A thorough power evaluations have been instigated for DCs that are timed. There would be a review of two typical structures: conventional DCs and conventional DT DCs. A single rail in a single tail DC is insufficient owing to the huge power supply. Because DT DC provides big output swing and quick operation with minimal power consumption, single tail DCs have smaller output voltage swing. Power is significantly decreased by just supplementing the traditional DT DC combining a few minimum-sized transistors. Previously, in a DT topology, both the fp and fn nodes should be hauled back up again to the VDD each time they discharge to the ground during the decision-making phase of the reset phase. Among the only one of the aforementioned nodes (fp/fn) must be charged during the reset phase of the redesigned comparator, though. This is because less power was needed because, during the previous decision-making stage, one of the nodes had not been discharged depending regarding the status of the control transistors.

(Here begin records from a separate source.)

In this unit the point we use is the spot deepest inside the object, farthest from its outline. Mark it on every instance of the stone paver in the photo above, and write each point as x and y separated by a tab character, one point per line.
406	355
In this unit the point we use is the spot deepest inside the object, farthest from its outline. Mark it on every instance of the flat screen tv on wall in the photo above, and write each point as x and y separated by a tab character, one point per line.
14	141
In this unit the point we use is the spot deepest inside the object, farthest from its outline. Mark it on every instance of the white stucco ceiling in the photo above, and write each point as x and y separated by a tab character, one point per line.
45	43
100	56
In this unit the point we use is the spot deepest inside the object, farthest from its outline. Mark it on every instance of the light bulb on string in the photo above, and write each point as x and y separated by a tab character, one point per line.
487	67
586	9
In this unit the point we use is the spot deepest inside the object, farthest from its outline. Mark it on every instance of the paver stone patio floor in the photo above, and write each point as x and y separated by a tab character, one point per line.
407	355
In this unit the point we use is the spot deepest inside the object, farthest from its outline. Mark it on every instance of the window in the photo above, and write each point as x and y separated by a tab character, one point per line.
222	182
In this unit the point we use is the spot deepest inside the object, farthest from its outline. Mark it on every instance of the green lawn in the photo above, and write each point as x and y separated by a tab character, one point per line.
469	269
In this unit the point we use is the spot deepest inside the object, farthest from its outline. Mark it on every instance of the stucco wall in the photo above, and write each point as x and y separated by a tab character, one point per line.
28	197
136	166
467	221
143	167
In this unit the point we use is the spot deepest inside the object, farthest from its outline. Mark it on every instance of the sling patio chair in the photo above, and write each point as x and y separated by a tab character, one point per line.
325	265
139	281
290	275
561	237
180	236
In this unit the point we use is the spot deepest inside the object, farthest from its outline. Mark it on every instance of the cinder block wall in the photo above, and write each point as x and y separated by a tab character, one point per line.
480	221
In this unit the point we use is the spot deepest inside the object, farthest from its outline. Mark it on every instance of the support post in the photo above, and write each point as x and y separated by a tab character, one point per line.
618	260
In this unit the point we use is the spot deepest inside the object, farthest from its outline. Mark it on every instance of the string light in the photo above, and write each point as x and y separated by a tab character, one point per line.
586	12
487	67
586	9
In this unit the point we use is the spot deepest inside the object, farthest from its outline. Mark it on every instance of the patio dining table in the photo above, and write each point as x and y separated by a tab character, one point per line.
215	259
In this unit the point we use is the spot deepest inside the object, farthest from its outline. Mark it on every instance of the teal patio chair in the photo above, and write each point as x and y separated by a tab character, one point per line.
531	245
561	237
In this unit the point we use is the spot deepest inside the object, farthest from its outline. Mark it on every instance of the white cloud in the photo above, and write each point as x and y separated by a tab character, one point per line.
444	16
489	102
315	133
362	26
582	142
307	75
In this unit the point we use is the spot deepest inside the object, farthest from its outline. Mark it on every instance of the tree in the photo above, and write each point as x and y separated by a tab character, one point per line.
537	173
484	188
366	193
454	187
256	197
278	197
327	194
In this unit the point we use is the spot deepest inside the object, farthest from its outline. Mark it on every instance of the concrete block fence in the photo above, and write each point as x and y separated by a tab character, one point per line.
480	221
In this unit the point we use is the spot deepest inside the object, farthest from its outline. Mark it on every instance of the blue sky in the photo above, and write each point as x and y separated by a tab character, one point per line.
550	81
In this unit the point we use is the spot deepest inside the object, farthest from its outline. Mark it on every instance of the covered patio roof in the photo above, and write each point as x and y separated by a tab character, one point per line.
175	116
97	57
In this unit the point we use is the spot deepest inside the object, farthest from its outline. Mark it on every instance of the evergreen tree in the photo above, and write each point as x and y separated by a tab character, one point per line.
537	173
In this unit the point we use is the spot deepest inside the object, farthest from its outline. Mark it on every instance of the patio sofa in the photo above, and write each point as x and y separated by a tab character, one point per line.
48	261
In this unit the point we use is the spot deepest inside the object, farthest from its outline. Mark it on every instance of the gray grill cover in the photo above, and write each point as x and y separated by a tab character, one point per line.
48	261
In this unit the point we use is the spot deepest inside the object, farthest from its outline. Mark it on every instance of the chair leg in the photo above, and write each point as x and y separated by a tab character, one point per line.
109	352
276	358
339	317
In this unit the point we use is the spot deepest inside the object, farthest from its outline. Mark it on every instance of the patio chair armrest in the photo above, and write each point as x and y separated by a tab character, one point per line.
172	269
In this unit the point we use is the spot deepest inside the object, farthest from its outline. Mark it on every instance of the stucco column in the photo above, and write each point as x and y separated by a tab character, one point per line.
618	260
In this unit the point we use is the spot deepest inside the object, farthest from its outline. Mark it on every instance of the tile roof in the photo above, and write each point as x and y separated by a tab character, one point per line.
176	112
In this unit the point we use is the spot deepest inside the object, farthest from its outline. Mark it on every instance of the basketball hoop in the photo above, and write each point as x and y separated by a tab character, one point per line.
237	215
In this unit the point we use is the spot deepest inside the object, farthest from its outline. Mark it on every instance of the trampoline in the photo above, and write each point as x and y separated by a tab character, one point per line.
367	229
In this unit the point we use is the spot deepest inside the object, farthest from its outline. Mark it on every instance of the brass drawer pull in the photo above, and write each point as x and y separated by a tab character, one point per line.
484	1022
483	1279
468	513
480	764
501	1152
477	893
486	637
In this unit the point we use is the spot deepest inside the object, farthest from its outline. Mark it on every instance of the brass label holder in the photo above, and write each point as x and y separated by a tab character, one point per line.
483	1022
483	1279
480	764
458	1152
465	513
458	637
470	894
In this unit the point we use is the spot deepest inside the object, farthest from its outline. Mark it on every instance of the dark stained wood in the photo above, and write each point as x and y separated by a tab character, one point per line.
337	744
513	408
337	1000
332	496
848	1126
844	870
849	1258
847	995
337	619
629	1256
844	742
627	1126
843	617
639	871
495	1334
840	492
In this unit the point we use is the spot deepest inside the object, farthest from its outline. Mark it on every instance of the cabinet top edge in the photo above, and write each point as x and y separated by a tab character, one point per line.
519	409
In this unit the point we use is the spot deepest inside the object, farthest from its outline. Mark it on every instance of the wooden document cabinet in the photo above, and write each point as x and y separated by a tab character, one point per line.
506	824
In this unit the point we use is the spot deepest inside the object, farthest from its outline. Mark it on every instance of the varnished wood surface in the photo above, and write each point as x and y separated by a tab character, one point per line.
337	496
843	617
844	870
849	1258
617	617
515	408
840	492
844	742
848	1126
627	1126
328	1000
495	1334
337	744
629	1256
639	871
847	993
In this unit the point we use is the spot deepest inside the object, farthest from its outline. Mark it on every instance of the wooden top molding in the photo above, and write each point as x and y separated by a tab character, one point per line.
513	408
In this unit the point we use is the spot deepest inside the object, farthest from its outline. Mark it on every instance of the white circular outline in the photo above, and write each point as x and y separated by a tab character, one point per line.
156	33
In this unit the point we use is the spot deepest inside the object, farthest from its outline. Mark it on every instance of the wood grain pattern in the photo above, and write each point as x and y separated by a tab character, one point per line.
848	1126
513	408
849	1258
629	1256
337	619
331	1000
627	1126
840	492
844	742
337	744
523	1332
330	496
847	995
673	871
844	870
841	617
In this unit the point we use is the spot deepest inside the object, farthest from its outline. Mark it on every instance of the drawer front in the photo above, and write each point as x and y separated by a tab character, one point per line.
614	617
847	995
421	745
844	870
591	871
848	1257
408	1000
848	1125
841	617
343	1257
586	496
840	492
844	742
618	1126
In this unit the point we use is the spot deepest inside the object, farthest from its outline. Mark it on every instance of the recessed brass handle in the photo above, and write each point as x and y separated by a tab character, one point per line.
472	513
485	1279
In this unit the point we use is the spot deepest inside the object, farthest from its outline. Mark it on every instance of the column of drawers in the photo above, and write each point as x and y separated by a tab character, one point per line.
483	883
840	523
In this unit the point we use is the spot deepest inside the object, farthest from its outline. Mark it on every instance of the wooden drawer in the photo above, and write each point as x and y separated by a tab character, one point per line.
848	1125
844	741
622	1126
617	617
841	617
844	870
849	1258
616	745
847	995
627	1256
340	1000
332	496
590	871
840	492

Comparing this improvement to the traditional DC and DT comparator will likewise yield significant power savings. Additionally, a significant reduction in consumption of power is required for both of the suggested DCs. To enhance comparator performance, a novel DC with lower power and lower voltage capability is built.

References

[1] S. Babayan-Mashhadi and R. Lotfi, \"Analysis and Design of a Low-Voltage Low-Power DoubleTail Comparator,\" in IEEE Transactions on Very Large Scale Integration (VLSI) Systems, vol. 22, no. 2, pp. 343-352, Feb. 2014, doi: 10.1109/TVLSI.2013.2241799. [2] S. S. Chiwande and S. P. Akarte, \"Performance analysis of low voltage, low power dynamic double tail comparator for data convertor application,\" 2016 World Conference on Futuristic Trends in Research and Innovation for Social Welfare (Startup Conclave), Coimbatore, India, 2016, pp. 1-4, doi: 10.1109/STARTUP.2016.7583918. [3] D. Basak, S. M. I. Huq and S. Nath Biswas, \"Design and Analysis of High Speed DC for Area Minimization,\" 2019 2nd International Conference on Innovation in Engineering and Technology (ICIET), Dhaka, Bangladesh, 2019, pp. 1-5, doi:10.1109/ICIET48527.2019.9290619 [4] A. Khorami and M. Sharifkhani, \"A Low-Power High-Speed Comparator for Precise Applications,\" in IEEE Transactions on Very Large Scale Integration (VLSI) Systems, vol. 26, no. 10, pp. 2038-2049, Oct. 2018, doi: 10.1109/TVLSI.2018.2833037.) [5] L. Raju Thoutam, G. Rajya Vardhini, K. Ramya, M. Neeraj, S. Ravikumar and J. Ajayan, \"Design of Low Power 2-Bit Flash ADC using High Performance Dynamic Double Tail Comparator,\" 2022 IEEE Internationa Conference on Nanoelectronics, Nanophotonics, Nanomaterials, Nanobioscience & Nanotechnology (5NANO), Kottayam, India, 2022, pp. 1-5, doi: 10.1109/5NANO53044.2022.9828927. [6] Y. Wang, M. Yao, B. Guo, Z. Wu, W. Fan and J. J. Liou, \"A Low-Power High-Speed DC With a Transconductance-Enhanced Latching Stage,\" in IEEE Access, vol. 7, pp. 93396- 93403, 2019, doi: 10.1109/ACCESS.2019.2927514. [7] Nikoozadeh and B. Murmann, “An analysis of latched comaprator offset due to load capacitor mismatch,” IEEE Trans. Circuits Syst. II, Exp. Briefs, vol. 53, no. 12, pp. 1398–1402, Dec. 2006. [8] J. He, S. Zhan, D. Chen, and R. J. Geiger, “Analyses of static and dynamic random offset voltages in DCs,” IEEE Trans. Circuits Syst. I, Reg. Papers, vol. 56, no. 5, pp. 911–919, May 2009. [9] B. J. Blalock, “Body-driving as a Low-Voltage Analog Design Technique for CMOS technology,” in Proc. IEEE Southwest Symp. Mixed-Signal Design, Feb. 2000, pp. 113–118.

Copyright

Copyright © 2024 Poornima G, Soundarya N. This is an open access article distributed under the Creative Commons Attribution License, which permits unrestricted use, distribution, and reproduction in any medium, provided the original work is properly cited.